Though it’s not required, doing these types of test runs can prepare your children for spending a longer time away from home. Small World Travel’s McClure says it’s not uncommon for her to work with a family for several years on smaller trips before they actually take their sabbatical. “We get to know them and their travel style, keeping in mind that the big trip is coming up when the kids get older,” she says.
Think About Your Impact
In today’s world, it’s hard to contemplate a trip of this scale without considering the effect on the environment. Many of the statistics are compelling: Tourism in general contributes about 8 percent of the output of greenhouse gas emissions globally. Still, industry veterans like CREST’s Gregory Miller are quick to point out that tourism is the biggest employer in the world and makes up 10 percent of global GDP. “A trip like this is not just a collection of experiences,” Miller says. “It also helps develop responsible travel ethics—the values of being good global citizens that’ll carry every family member through a lifetime.”
Miller, who joined CREST in August after a long career as a conservationist, encourages families to think about several factors as they’re planning a family sabbatical. First, pick destinations that aren’t prone to overtourism. Travel to places during the off-seasons when possible in order to avoid crowds and overuse. Choose direct flights to reduce your carbon footprint, and consider purchasing carbon offsets. CREST offsets its own travel with Cool Effect and Carbonfund.org, and Red Savannah calculates its clients’ carbon output and donates a corresponding amount to the Rainforest Trust. Choose an offset provider whose programs are “ethically proven and scientifically validated,” Miller says.

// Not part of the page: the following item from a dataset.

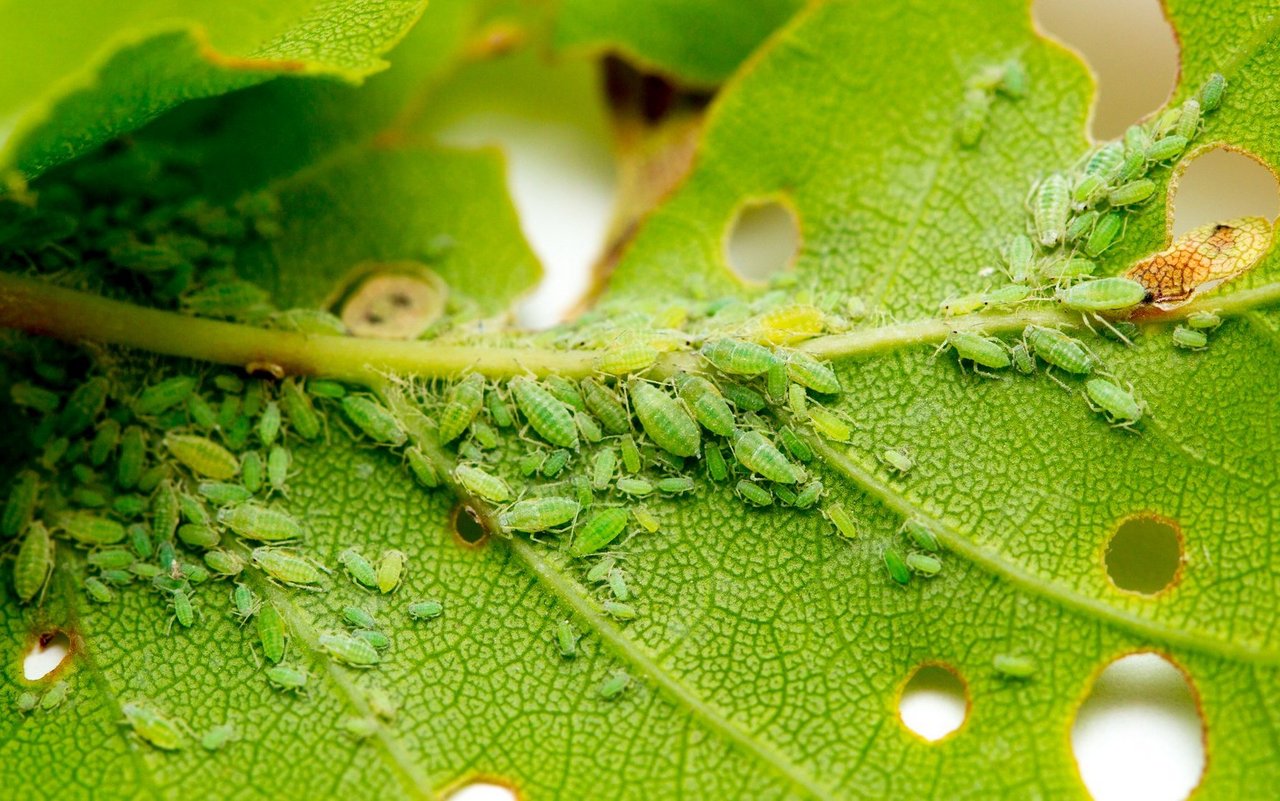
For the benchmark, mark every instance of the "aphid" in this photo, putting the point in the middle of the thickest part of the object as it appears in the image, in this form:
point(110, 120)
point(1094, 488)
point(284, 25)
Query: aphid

When deciding on your accommodations, opt for lodging that champions sustainability. Small things are important—reusing towels, doing away with single-use plastic, using renewable energy and minimizing food and hard waste—but beyond that, the places you stay should be good stewards of their communities and the environment. Finally, Miller emphasizes that families should have conversations before setting out about how they’re going to behave on the trip. “What is their self-awareness of their own impact?” he says. “Are they looking for opportunities to do good? If they’re traveling responsibly, they should hold their head high. They’re not doing anything wrong because they understand the bigger picture of their experience, the impact—positive and negative—of their travel.”
Live in the Moment
Even after all the planning and preparation, know that things will always go wrong—you’ll have to adjust to living in close quarters; your kids may get sick; you’ll all hit a wall and need a day or two off to just do nothing. But when it’s all said and done, the experience will be something you’ll remember the rest of your lives. “One time I fell asleep standing in China because I was exhausted from working on a deal through the night,” Ricci says. “But it was worth every minute. I’m waiting for the grandkids so I can start a new tradition.”